1. Toothache or Abscess

A toothache can indicate a number of different things, including something as minor as a popcorn kernel lodged between your teeth. To remove any rogue food particles, try flossing and rinsing your mouth a few times with warm salt water. Or your tooth may be sensitive and painful when exposed to extreme temperatures or pressure due to receding gums or thinned enamel caused by vigorous brushing or teeth grinding. Ask us for a refresher on proper brushing technique or about a nightguard to protect your mouth during sleep. A toothache can also be a sign of something more serious, such as an untreated cavity or a tooth infection. Advanced decay and infections will need to be treated with root canal therapy so it’s critical to come see us before your tooth is damaged beyond saving. A dental abscess, caused by a bacterial infection, requires treatment ASAP before the infection spreads. There are three kinds of abscess: periodontal, gingival and periapical. If you have an abscess, you may feel pain, have a bad taste in your mouth, and develop fatigue and/or a fever. If you have trouble breathing or swallowing, go to the nearest emergency room!
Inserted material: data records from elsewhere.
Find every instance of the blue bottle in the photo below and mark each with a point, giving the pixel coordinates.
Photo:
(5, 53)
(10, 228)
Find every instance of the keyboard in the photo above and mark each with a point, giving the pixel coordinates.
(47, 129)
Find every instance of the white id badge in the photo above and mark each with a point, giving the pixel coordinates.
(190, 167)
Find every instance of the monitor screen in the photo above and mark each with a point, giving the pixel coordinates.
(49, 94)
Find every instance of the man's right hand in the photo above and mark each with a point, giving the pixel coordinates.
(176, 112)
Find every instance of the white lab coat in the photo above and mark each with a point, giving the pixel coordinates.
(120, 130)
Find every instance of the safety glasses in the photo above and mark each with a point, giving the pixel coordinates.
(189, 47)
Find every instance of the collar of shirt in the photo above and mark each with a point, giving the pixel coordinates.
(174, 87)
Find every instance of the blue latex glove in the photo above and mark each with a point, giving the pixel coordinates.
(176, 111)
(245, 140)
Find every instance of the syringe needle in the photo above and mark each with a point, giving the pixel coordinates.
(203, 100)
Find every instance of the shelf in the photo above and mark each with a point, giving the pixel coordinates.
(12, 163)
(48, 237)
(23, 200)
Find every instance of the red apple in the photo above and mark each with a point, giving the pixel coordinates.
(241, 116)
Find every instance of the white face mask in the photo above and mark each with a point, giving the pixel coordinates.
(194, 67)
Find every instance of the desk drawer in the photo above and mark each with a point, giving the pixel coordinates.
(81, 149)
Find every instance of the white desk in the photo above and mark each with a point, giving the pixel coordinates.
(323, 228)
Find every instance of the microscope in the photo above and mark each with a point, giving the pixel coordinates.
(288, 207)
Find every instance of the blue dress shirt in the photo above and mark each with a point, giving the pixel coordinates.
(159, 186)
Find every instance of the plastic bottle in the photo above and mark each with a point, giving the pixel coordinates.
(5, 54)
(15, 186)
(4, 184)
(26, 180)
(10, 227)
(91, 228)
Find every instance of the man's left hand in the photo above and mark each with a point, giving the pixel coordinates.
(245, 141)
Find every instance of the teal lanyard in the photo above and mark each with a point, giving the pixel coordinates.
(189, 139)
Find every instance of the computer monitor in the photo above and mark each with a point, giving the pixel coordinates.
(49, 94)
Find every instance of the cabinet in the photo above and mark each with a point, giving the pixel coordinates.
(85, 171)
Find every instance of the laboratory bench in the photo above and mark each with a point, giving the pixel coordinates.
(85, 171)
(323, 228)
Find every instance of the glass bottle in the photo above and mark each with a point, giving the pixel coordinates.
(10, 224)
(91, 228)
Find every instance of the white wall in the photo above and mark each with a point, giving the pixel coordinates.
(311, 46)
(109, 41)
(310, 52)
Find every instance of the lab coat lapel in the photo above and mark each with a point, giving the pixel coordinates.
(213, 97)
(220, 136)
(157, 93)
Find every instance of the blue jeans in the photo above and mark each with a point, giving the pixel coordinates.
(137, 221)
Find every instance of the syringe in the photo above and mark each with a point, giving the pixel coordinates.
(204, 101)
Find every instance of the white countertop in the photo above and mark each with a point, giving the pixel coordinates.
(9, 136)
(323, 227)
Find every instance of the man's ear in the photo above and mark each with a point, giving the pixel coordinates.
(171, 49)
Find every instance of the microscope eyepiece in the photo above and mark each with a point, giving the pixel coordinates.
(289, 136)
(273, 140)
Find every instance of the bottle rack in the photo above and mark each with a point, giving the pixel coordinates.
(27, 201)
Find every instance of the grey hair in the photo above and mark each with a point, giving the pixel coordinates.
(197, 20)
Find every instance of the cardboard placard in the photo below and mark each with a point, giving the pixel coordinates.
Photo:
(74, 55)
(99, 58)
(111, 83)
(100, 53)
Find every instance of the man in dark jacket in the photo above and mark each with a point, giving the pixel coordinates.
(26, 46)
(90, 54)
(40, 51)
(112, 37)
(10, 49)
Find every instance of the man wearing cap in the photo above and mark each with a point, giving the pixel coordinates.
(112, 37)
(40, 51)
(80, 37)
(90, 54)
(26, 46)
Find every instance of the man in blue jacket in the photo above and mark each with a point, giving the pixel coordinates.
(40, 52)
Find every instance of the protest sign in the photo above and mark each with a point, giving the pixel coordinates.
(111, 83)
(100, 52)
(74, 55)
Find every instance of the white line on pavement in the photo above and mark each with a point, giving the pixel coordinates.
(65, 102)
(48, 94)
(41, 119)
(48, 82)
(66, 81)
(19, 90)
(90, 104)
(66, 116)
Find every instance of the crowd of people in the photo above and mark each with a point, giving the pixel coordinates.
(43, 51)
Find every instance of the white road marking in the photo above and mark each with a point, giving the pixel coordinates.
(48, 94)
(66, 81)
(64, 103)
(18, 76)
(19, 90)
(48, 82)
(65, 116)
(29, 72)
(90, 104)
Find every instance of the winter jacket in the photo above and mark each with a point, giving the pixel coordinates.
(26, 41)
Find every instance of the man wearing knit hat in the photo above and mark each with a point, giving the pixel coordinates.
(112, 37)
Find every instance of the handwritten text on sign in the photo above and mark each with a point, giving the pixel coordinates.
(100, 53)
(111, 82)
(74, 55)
2. Chipped or Cracked Tooth

A chipped tooth is usually just a cosmetic issue that can later be repaired with a dental crown or dental veneer. However, a broken or cracked tooth can allow bacteria to access and damage the sterile soft tissue inside your tooth, called the pulp. Even if a broken or cracked tooth isn’t yet giving you pain, come see us so we can seal up your tooth before decay and infection have a chance to set in.

3. Knocked-Out Tooth

A knocked-out tooth can usually be salvaged if it is kept moist and reinserted within the hour of losing it. First, handle your tooth only by it’s crown (chewing surface) and gently wash it off with milk or water. Then, if you feel comfortable doing so, try to re-implant the tooth yourself with proper positioning. If you hold it in place and there is no pain, it may just take and successfully re-implant. If you don’t feel comfortable re-inserting it, transport your tooth in a container of milk on your way to our office.